TarZの日記: パンがなければお菓子を食べればいいじゃないメソッド 2
何らかの困難な作業があったとして、「それが難しいなら、○○なら簡単では?」と提案してくる人がいる。
提案はありがたいのだが、それは元の作業と比較してその「○○」という提案がより簡単な場合にだけ成り立つのであって、提案内容がもっと困難だと意味がない。
実際に先日、仕事でこうしたシチュエーションがあって、それぞれの困難さを比較して説明したのだが、そもそも相手は困難さを理解していないからそんな提案をしてくるわけで、説明する側としては疲れるだけで利益のない作業だ。ということで、より簡単に済ませるために、こういった提案に名前を付けることにした。
「それは、パンがなければお菓子を食べればいいじゃないメソッドですね」
目的・効果としては、誰でも知っている有名な例を持ち出すことで、「それはトンチンカンな提案ですよ」と相手に気づいてもらうことが1つ。
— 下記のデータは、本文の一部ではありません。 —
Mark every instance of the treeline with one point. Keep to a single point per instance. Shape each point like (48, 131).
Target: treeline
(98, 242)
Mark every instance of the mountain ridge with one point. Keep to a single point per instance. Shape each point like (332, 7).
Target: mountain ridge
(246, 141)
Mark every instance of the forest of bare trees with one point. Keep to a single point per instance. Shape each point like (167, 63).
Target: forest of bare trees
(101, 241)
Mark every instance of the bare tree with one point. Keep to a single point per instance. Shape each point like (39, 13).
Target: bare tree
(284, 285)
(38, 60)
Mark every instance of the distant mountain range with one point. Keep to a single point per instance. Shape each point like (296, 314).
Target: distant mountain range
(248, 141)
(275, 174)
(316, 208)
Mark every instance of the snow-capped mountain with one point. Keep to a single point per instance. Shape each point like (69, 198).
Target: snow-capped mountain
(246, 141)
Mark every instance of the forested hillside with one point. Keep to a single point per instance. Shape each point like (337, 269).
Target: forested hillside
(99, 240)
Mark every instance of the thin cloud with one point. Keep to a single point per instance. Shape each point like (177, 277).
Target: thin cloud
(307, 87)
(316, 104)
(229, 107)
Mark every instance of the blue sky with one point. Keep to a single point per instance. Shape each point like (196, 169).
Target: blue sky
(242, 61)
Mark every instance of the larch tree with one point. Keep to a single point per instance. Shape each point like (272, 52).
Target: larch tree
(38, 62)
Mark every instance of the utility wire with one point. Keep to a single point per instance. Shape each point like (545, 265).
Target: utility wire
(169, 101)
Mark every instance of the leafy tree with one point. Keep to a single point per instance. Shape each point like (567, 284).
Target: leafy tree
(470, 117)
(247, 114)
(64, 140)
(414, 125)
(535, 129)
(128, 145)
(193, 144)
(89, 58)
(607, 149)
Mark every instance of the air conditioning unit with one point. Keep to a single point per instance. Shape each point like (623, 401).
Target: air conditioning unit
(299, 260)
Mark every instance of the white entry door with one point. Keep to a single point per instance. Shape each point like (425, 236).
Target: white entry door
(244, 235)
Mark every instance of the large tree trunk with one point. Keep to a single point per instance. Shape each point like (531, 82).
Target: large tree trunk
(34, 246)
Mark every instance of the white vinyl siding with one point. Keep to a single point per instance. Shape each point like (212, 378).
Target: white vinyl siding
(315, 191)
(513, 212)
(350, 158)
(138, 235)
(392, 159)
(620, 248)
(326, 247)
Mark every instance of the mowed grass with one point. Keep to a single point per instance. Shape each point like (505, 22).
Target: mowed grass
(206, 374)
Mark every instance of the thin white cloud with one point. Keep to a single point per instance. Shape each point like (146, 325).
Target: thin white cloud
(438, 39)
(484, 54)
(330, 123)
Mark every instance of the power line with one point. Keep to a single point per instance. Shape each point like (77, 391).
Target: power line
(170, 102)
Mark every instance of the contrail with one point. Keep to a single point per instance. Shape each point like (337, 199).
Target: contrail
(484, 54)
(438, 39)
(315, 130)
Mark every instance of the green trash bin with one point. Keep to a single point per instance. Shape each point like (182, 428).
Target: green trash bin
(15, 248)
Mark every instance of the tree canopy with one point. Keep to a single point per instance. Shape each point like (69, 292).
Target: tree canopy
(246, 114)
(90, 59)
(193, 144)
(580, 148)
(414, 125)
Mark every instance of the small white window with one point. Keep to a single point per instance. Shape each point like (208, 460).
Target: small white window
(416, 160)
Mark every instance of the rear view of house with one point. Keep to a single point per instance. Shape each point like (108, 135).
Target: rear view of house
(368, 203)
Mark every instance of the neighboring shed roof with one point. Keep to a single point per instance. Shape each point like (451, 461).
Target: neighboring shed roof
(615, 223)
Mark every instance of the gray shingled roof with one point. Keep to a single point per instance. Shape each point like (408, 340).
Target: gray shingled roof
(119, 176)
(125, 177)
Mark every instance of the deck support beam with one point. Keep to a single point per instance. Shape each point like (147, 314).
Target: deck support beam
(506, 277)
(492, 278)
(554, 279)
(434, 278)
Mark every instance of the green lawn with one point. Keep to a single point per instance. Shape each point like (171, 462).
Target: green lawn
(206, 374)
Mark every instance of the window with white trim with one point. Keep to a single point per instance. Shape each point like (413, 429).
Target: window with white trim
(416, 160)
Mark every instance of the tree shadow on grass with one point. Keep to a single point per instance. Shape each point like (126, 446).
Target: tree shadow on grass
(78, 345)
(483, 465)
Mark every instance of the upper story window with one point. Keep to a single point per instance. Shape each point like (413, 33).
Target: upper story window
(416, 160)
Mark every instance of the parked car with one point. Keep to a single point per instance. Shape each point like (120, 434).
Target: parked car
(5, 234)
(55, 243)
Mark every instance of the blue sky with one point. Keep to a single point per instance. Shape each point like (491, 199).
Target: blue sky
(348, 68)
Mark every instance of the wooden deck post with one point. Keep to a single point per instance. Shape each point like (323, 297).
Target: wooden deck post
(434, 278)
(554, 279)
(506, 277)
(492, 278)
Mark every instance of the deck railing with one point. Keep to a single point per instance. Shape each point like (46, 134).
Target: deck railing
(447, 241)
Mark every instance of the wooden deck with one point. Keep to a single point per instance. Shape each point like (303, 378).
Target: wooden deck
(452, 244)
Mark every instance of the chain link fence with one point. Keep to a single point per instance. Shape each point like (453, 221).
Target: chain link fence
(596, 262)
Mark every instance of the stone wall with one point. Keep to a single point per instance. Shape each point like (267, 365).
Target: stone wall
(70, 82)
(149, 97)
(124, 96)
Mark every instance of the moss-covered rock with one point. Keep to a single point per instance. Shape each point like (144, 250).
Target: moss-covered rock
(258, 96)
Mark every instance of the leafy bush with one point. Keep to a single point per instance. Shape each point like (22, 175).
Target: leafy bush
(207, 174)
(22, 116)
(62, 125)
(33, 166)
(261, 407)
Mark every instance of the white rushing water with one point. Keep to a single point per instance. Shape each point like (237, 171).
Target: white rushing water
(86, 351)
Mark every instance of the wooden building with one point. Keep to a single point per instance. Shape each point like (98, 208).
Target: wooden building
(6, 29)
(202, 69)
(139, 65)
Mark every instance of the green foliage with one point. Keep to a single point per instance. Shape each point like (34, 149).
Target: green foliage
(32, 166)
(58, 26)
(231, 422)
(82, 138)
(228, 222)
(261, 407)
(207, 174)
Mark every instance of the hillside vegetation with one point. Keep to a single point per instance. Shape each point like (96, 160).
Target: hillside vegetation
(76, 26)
加えて、「トンチンカンだ、という取っ掛かりの情報は伝えたのだから、それを疑うなら自分で検証してみてね」ということが1つ。
使用例:
「処理が面倒なゴミ(核廃棄物だとか、寿命の尽きた宇宙探査機とか、地球温暖化防止の太陽光遮蔽構造だとか)を捨てるために、太陽に投げ込むなんてのは割に合わないでしょう。地球軌道から太陽に突入する楕円軌道へ遷移させるのは大変な速度変化が必要なんだし」
「楕円軌道が難しいなら、双曲線軌道にすれば簡単なのでは?」
↓
いままで:
「いやっ、その、あのねっ、地球から打ち上げたペイロードは、太陽に対してデフォルトで地球の公転速度と同じ約30km/sの軌道速度を持っていてですねっ、こういう速度をもった物体が太陽に突っ込むような双曲線軌道に遷移するためには、まあ1つの軌道に定まるわけじゃないんですけど、例えば、…どーたらこーたら…、それこそ地球軌道半径を遠日点とする楕円軌道より遥かに、…あーたらこーたら…」
これから:
「それは、パンがなければお菓子を食べればいいじゃないメソッドですね」
うーむ、簡単簡単。お手軽すぎて、つい使ってしまう誘惑に抗いきれないかもしれない。(でも、使ったら負けだと思ってる自分がいる)
wikipediaに面白い記述が… (スコア:2)
自分でも無粋なツッコミだと思ったりするのだけど…。
「パンすら入手できないのに、ケーキなんかあるわけがないだろ!!」
というわけで、今では庶民の怒りを買ったロクでもない発言ということになっていますが、
この発言には異説がいろいろあるらしいですね。 [wikipedia.org]
パンのかわりとなるケーキ、というか原文ではブリオッシュという名前のパンなんですが、
>18世紀初頭まではチーズやバターなどの各地方の特産物を生地に混ぜて栄養性と保存性を高めた
>保存食という乾パン的位置づけであるため、その元ネタとなる発言は時代によって大きく意味が
>異なることには注意したほうがよい。
>そのため、ルイ16世の妃の発言説だと、当時の為政者としてはごく当たり前な
>(むしろ民衆を気遣う内容の)発言であったのを後世の人間が歪曲して引用したということになる。
そもそも、彼女が言ったかどうかも不明という。
>彼女に対する悪評は、その殆どが中傷やデマだということが判明している。
ハードルを分離した説明 (スコア:0)
A→B→Cという各段階のハードル(コスト)という説明の仕方をすれば
問題になっているのがA→Bであって、そこでB→Cという提案をされても解決策には
ならないというのはすぐに理解してもらえる。それをまぜてA→Cという説明をしていたら
堂々巡りに陥りがち。
つまり、作業の段階を分けて説明することが必要。
今回の事例だと分離できる話のことなのだから。
#分離できない話であれば単純比較で済むが、今回のはそれではない。